Left-wingers on DailyKos, examining time stamps onphotos and tweets, claim the whole thing was a hoax perpetrated by right-wingers?perhaps Breitbart himself?looking to smear a liberal.
"It's just someone with intent and access to a Web browser."
So how plausible is Weiner's claim that hackers broke into his online accounts? After all, that's the same excuse that Rep. Christopher Lee lamely tried to use in February when he was caught sending a shirtless photo of himself to a woman he was hoping to meet via a Craiglist personal ad.
Herbert "Hugh" Thompson Well, according to Herbert "Hugh" Thompson, a computer security expert, breaking into someone's email or social networking account can be relatively easy to do.

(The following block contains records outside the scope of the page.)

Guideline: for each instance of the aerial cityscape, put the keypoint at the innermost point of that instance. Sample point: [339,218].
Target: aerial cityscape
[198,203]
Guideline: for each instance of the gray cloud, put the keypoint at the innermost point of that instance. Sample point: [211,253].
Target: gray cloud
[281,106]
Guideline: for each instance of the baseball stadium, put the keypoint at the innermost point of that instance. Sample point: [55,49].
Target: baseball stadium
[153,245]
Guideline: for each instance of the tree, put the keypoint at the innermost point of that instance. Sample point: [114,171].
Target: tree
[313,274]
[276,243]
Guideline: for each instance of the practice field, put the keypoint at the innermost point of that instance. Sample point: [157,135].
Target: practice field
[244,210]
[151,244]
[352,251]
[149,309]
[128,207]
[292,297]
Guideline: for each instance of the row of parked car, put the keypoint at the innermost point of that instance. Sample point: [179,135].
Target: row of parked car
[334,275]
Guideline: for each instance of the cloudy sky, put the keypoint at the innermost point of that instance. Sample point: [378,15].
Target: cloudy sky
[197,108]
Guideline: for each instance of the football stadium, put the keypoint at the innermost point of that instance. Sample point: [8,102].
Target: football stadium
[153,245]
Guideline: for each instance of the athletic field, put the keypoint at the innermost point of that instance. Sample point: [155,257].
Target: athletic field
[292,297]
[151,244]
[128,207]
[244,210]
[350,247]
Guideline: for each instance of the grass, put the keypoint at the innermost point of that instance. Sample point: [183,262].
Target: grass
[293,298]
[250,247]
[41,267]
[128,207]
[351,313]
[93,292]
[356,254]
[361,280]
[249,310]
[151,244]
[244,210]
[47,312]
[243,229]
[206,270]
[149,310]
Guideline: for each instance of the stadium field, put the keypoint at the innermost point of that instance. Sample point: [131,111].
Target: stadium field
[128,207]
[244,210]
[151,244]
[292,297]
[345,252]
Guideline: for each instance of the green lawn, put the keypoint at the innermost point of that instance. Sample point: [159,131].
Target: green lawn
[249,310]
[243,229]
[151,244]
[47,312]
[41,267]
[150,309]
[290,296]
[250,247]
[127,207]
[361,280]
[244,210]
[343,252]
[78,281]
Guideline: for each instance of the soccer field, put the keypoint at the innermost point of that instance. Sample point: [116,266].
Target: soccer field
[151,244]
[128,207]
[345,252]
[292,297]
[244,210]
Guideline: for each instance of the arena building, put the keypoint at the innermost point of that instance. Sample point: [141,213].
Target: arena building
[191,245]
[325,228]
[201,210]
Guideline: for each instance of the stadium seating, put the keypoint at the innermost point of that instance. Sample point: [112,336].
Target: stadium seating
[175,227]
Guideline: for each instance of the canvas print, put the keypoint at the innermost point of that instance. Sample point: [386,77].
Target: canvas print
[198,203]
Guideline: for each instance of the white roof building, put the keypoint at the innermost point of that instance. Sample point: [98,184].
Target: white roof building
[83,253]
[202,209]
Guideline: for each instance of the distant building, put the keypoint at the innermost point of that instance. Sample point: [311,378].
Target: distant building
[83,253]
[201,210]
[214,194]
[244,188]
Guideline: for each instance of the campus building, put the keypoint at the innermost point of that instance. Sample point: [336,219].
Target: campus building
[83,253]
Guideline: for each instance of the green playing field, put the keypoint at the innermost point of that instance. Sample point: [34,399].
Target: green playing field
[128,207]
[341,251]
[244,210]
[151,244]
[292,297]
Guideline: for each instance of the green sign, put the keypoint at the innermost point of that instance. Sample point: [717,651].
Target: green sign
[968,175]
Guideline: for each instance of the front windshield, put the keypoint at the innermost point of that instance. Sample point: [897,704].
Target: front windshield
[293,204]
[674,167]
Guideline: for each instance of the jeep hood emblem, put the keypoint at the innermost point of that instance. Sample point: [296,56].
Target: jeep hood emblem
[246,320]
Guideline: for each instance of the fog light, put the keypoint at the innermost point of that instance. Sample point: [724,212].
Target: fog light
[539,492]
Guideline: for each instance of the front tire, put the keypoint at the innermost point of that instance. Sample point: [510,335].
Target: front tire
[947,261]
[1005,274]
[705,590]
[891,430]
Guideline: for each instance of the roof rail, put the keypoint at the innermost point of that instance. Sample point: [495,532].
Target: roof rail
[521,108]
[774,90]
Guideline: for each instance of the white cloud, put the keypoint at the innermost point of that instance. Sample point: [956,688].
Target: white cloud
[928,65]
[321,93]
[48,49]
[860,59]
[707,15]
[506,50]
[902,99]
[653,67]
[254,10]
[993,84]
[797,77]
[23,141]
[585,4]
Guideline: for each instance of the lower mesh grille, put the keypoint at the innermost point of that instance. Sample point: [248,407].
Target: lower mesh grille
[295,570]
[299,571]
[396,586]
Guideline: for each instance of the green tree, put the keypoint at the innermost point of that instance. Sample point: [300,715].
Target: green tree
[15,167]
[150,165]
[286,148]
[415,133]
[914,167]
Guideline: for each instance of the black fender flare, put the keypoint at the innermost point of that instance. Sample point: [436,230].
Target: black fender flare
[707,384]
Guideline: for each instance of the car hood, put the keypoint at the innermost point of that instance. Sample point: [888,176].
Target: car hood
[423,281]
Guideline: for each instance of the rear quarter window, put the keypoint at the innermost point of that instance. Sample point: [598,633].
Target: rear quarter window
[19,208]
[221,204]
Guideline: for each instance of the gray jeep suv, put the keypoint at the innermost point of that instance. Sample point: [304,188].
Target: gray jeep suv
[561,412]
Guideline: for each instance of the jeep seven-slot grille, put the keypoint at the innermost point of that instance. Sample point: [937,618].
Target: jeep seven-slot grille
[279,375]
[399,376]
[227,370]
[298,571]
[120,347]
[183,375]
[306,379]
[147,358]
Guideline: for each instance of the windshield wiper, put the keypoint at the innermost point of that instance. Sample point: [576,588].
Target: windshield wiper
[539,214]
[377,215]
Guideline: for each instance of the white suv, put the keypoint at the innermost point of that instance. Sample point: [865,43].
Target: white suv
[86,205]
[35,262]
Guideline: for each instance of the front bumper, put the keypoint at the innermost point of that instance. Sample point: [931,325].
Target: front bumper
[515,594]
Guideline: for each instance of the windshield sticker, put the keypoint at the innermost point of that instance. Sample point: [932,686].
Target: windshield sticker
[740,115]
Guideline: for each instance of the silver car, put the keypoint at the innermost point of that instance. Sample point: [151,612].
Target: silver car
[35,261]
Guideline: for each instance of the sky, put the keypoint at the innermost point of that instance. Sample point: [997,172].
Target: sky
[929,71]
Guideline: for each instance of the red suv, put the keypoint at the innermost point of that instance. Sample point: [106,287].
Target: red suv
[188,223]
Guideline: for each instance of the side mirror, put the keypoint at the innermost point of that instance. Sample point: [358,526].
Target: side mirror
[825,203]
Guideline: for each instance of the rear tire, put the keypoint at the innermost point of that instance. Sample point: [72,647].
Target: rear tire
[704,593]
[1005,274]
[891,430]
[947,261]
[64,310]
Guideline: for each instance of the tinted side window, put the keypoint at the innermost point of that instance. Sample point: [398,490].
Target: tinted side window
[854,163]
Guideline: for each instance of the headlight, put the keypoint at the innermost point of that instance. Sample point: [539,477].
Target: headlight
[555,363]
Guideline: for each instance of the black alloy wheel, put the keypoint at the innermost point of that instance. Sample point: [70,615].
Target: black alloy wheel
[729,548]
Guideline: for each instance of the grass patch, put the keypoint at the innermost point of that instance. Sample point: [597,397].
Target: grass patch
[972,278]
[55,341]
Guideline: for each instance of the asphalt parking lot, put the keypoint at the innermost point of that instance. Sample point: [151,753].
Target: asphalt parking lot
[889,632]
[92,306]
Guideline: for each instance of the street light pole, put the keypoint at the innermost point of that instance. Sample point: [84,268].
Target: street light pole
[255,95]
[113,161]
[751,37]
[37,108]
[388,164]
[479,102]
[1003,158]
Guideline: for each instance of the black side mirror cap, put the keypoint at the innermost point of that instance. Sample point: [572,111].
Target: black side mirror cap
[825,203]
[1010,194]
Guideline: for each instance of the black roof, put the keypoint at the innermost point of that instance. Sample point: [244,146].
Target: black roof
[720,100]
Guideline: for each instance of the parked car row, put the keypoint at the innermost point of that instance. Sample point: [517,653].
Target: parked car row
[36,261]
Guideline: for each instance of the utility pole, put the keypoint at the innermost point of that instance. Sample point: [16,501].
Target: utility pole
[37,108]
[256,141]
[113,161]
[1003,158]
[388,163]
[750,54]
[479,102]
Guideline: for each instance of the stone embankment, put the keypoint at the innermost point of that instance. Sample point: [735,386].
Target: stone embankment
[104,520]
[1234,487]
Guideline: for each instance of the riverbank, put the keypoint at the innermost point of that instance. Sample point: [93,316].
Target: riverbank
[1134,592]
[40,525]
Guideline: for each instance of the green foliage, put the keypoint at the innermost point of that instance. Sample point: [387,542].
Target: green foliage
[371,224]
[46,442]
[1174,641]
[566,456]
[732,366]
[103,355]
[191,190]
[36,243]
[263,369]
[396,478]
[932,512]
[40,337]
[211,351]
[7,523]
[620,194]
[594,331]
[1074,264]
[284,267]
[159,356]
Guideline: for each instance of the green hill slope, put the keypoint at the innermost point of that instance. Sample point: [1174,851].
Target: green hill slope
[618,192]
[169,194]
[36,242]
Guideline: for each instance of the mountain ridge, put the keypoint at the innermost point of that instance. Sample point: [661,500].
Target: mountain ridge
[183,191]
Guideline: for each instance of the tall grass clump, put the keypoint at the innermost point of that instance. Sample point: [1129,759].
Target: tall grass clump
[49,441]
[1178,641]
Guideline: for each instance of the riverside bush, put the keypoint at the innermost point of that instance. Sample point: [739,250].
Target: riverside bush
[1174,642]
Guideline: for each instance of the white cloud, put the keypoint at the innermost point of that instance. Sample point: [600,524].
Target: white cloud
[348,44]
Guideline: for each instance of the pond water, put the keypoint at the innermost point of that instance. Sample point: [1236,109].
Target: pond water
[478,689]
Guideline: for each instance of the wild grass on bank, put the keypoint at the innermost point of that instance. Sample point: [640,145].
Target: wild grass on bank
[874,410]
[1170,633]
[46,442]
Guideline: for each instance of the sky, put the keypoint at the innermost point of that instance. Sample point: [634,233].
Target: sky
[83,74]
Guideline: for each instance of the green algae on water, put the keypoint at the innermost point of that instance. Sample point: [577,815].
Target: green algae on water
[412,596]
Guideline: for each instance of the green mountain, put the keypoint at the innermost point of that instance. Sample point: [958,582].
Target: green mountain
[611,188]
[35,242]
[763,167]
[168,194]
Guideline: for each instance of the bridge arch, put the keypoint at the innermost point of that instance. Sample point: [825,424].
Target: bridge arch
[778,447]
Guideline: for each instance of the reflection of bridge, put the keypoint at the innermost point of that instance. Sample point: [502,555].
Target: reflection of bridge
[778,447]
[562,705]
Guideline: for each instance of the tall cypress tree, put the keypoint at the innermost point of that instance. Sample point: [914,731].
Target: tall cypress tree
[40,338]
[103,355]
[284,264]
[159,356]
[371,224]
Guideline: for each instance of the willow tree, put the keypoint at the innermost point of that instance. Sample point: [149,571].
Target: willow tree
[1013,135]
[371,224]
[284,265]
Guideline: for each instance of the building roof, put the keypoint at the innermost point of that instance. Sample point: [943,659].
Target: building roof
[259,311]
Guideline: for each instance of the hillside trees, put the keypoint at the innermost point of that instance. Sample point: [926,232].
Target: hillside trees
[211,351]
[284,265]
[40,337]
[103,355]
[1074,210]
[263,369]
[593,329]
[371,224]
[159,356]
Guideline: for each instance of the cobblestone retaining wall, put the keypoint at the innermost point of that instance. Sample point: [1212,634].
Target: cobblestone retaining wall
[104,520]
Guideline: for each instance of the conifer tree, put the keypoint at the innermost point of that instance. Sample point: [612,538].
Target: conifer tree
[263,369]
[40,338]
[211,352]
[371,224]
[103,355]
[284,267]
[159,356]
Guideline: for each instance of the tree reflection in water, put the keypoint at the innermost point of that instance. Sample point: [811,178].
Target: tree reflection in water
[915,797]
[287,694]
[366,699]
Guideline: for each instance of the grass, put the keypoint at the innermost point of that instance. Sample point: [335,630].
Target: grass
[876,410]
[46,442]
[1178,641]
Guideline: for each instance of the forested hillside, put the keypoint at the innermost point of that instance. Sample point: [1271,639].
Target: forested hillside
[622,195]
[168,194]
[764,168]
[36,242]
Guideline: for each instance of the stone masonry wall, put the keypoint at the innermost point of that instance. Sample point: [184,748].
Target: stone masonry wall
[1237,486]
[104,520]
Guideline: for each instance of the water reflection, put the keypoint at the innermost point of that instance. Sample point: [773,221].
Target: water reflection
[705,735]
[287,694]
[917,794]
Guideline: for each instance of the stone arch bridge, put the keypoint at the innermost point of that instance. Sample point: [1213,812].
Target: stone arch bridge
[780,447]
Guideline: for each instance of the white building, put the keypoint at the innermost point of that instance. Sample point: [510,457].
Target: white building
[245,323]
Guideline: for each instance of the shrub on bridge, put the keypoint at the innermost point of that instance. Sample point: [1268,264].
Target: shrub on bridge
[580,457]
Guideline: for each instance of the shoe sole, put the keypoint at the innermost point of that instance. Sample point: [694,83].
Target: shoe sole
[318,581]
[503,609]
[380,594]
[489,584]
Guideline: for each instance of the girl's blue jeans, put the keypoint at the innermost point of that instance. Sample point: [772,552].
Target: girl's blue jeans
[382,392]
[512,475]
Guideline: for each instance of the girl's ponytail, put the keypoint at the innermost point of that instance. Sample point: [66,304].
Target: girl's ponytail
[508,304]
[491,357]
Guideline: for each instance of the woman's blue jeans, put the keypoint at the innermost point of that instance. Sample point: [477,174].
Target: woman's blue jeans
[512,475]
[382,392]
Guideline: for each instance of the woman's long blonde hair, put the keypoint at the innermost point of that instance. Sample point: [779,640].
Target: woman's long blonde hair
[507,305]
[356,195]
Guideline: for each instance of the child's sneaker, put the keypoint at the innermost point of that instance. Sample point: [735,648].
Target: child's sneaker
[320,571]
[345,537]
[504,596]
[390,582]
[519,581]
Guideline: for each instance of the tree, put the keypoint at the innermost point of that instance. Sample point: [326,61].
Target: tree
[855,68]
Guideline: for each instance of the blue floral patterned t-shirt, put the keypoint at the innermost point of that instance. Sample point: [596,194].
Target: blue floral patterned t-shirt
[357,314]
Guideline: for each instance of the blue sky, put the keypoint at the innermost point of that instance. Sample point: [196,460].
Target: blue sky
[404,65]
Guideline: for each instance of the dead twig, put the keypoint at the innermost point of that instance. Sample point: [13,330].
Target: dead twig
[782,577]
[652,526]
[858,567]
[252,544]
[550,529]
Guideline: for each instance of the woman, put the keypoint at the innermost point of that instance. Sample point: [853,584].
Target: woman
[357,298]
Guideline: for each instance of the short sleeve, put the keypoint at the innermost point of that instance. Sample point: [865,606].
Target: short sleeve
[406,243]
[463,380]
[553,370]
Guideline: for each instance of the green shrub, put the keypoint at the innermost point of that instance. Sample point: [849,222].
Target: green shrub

You don't have to find out the person's password. Instead, you just need to trick a site into letting you reset someone's password. It turns out that's not so difficult. The system will validate your identity by asking you to answer one or two security questions, like, "What is your father's middle name?" or "What is the name of your favorite pet?"
And that stuff, these days, is pretty easy to find. "Fifteen years ago the only people who would know your biographical information were people close to you, but now because so much information about you is being broadcast online, and not just by you but by your friends, your sister, your mother, your cousin?it's so easy for someone to quote-unquote `know' you," says Thompson, an adjunct professor at Columbia University who teaches a course called "Software Security and Exploitation."
A few years ago Thompson used this password reset method to gain access to bank accounts belonging to friends who gave him permission to do it. Thompson wrote an article for Scientific American explaining exactly how to do it.
"It was a lot easier than I thought it would be," he says.